Foto: ŽELJKO JERNEIĆ

Instancabile nella sua attività creativa, lo scrittore, pittore e poeta Claudio Ugussi ha vinto lo scorso dicembre il primo premio al Concorso d’Arte e di Cultura “Istria Nobilissima” per l’opera “Fuori regola” nella categoria Prosa in lingua italiana, con la motivazione “un racconto che si dipana attraverso dettagli di vita quotidiana che ricostruiscono senza retorica un’epoca di transizione forzata, in uno stile asciutto ed essenziale con luoghi e personaggi ben delineati”. Per l’inossidabile connazionale, la cui creatività spazia in diversi campi e come tale si inserisce tra gli apici della produzione culturale della Comunità Nazionale Italiana, il premio “Istria Nobilissima” si aggiunge ai numerosi riconoscimenti ottenuti nel corso della sua illustre e appagante carriera, di cui molti sono stati vinti proprio nell’ambito del Concorso promosso dall’Unione Italiana e dall’Università Popolare di Trieste.

I microcosmi
“Per spiegare il mio racconto ‘Fuori regola’, ‘usurperei’ il titolo usato da Claudio Magris per il suo libro ‘Microcosmi’, un’opera molto attuale che sto rileggendo in questo periodo – ha esordito Ugussi -. Perché ‘microcosmi’? Perché il mio racconto fa parte di un microcosmo. Come Magris racconta i microcosmi delle isole dei Lussini, dell’Istria, io racconto il nostro microcosmo, una vita che si svolge in una cittadina istriana subito dopo l’esodo, nel 1947. Il mio primo libro, ‘La città divisa’, trattava invece il periodo dal 1944 al 1947 e finiva con l’esodo da Pola e la partenza della motonave Toscana. Questo racconto lungo invece è un microcosmo di ciò che succede poco dopo la partenza di tanti italiani da queste terre. In una cittadina dell’Istria c’è un convitto di scuola media e liceo che ospita una moltitudine di ragazzi istriani che prima non si conoscevano. All’epoca le persone non si spostavano con facilità come accade oggi: chi stava a Pola rimaneva a Pola, chi era a Gallesano rimaneva lì. Nel convitto, invece, tutti gli studenti, che provengono da diverse parti della penisola, parlano e studiano l’italiano, si conoscono e capiscono che sono tutti figli di questa terra istriana e che fino a quel momento erano rimasti divisi. Nel convitto, dove si vive, si mangia e si studia, nascono dei conflitti perché comunque ci sono delle differenze tra loro. Ad esempio, quelli che vengono da Pisino sono figli della borghesia rimasta ancora per poco, ma ci sono anche i figli di contadini, che vengono da Dignano, e poi i figli dei polesi. Ognuno di loro porta con sé una parte del suo mondo che si intreccia in questo microcosmo e vengono fuori anche dei contrasti di carattere ideologico, non soltanto di carattere personale. Il racconto, quindi, parla di quel periodo, quando imperversa il lavoro volontario domenicale, per Natale e per Pasqua. Questo lavoro era quasi obbligatorio perché chi non si iscriveva e non andava a questi lavori, non avrebbe avuto poi il diritto di ritornare al convitto”.
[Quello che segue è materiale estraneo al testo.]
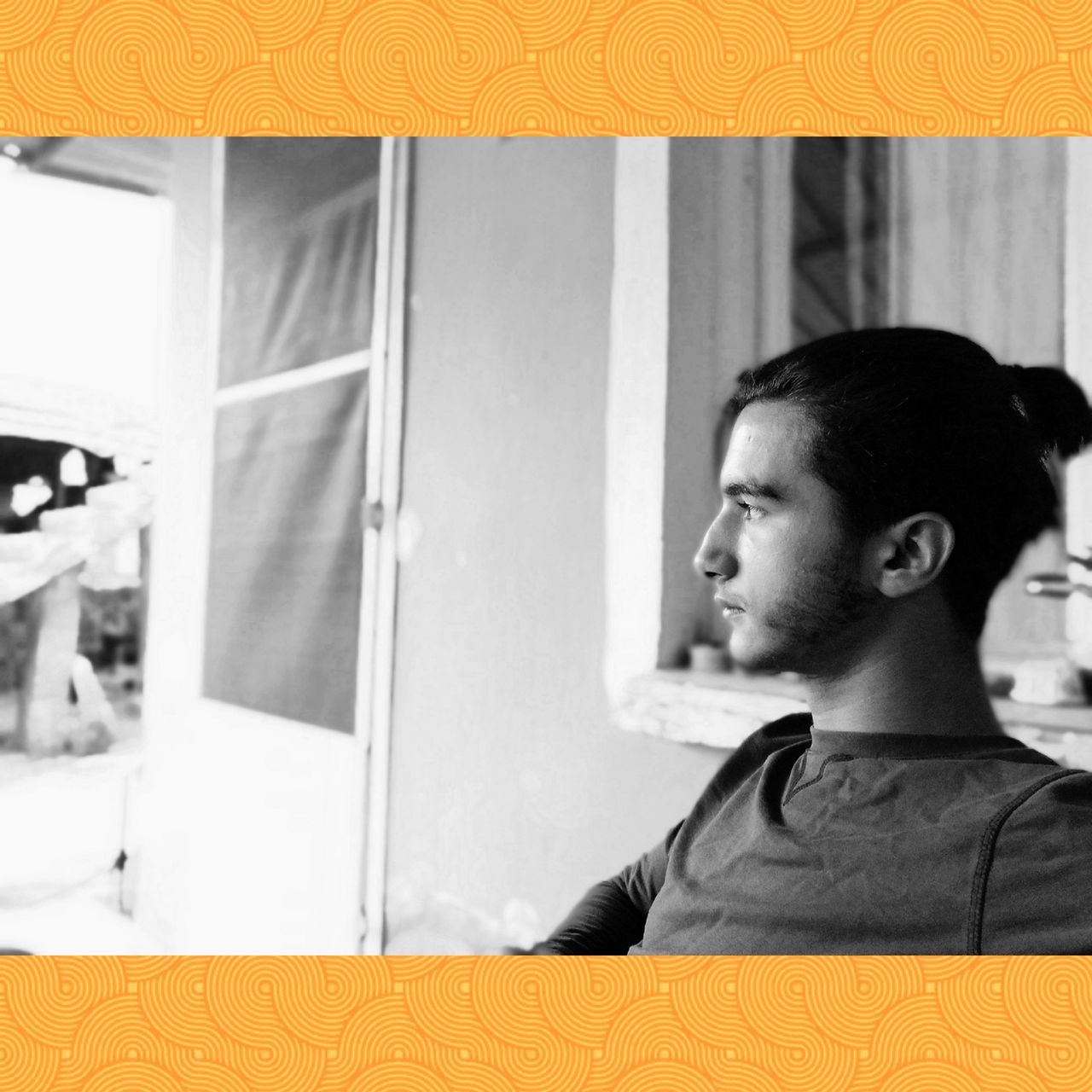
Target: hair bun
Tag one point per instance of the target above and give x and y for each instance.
(1055, 405)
Il rifiuto delle nuove regole
“Il racconto è abbastanza lungo, conta una cinquantina di pagine – ha spiegato -. Doveva essere un libro, ma poi ho avuto dei problemi di salute abbastanza complicati per cui ho interrotto la scrittura trasformando il testo in un racconto lungo, che spero di riprendere e di farne un romanzo completo.
Questo racconto è interessante perché è una via di mezzo tra il romanzo ‘La città divisa’ e i racconti che vengono dopo. L’ho intitolato ‘Fuori regola’ perché il personaggio principale Valerio non vuole e non può vivere secondo le regole del nuovo sistema che si sta instaurando.
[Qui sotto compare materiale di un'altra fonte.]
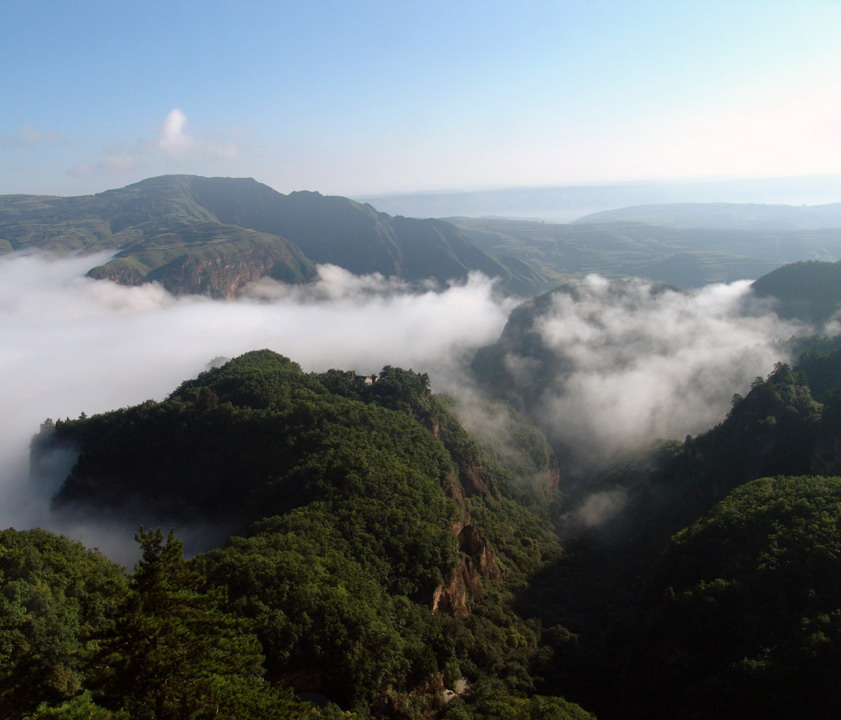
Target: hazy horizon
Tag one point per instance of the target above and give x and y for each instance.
(378, 97)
C’è da dire che in questi passaggi di microcosmi, di fatti storici, ci si chiede come mai i ‘rimasti’ si siano svegliati un po’ in ritardo per raccontare le vicende di quell’epoca. Le prime espressioni furono di carattere poetico o si preferiva l’arte figurativa: così si poteva dire ed esprimere molto di più senza essere malvisti. Era improbabile che un politico di quella volta capisse qualcosa di arte contemporanea. La seconda forma che permetteva di esprimere i propri pensieri più liberamente era la poesia. Noi siamo fortunati perché abbiamo potuto avere come esempio dei poeti italiani, ovvero gli ermetici come Ungaretti, Montale e altri, per esprimerci. C’era poi la poesia dialettale, anch’essa difficile da interpretare, come quella che scrivevano Ligio Zanini, Loredana Bogliun e altri poeti. Il mio racconto parla invece in modo abbastanza esplicito della nostra storia tra il 1947-1949”.
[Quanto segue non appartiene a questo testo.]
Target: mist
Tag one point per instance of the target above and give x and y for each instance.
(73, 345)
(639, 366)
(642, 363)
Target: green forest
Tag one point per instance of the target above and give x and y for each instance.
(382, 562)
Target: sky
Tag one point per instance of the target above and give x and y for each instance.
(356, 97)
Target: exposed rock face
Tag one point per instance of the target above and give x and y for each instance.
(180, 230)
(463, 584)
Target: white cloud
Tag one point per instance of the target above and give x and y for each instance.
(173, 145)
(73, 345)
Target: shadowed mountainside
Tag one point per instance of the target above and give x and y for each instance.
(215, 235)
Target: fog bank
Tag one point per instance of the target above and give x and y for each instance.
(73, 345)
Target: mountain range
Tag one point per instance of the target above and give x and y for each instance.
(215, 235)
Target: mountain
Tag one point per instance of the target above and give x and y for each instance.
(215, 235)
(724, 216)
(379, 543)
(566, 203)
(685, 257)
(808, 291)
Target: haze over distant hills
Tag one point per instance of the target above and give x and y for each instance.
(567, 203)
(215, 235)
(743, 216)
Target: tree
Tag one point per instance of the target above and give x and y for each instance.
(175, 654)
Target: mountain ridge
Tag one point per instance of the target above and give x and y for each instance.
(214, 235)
Il suo racconto può venire quindi inteso come una continuazione del suo primo libro?
“Il racconto effettivamente riprende nel punto in cui si è concluso il libro. In un certo senso, si tratta di un racconto autobiografico, ma è anche biografico per coloro che subiscono la storia. Durante gli studi a Zagabria, all’Università c’erano tanti istriani, anche italiani, e quasi tutti noi dopo aver finito gli studi tornammo in Istria. Pochissimi se ne andarono via. Eravamo troppo attaccati alla nostra terra per lasciarla. Andare a studiare rappresentava per molti un grande sacrificio. A Zagabria e durante le vacanze estive ho sempre lavorato, ho fatto tutti i lavori possibili per poter tirare avanti. Non era facile. I momenti più belli erano quelli in cui potevamo darci all’arte, ossia alla pittura e alla poesia, successivamente alla narrativa. Questo racconto è nato trent’anni fa, ma poi è rimasto nel cassetto, mentre recentemente ho deciso di dargli le ultime ‘pennellate’ per poterlo inviare al Concorso.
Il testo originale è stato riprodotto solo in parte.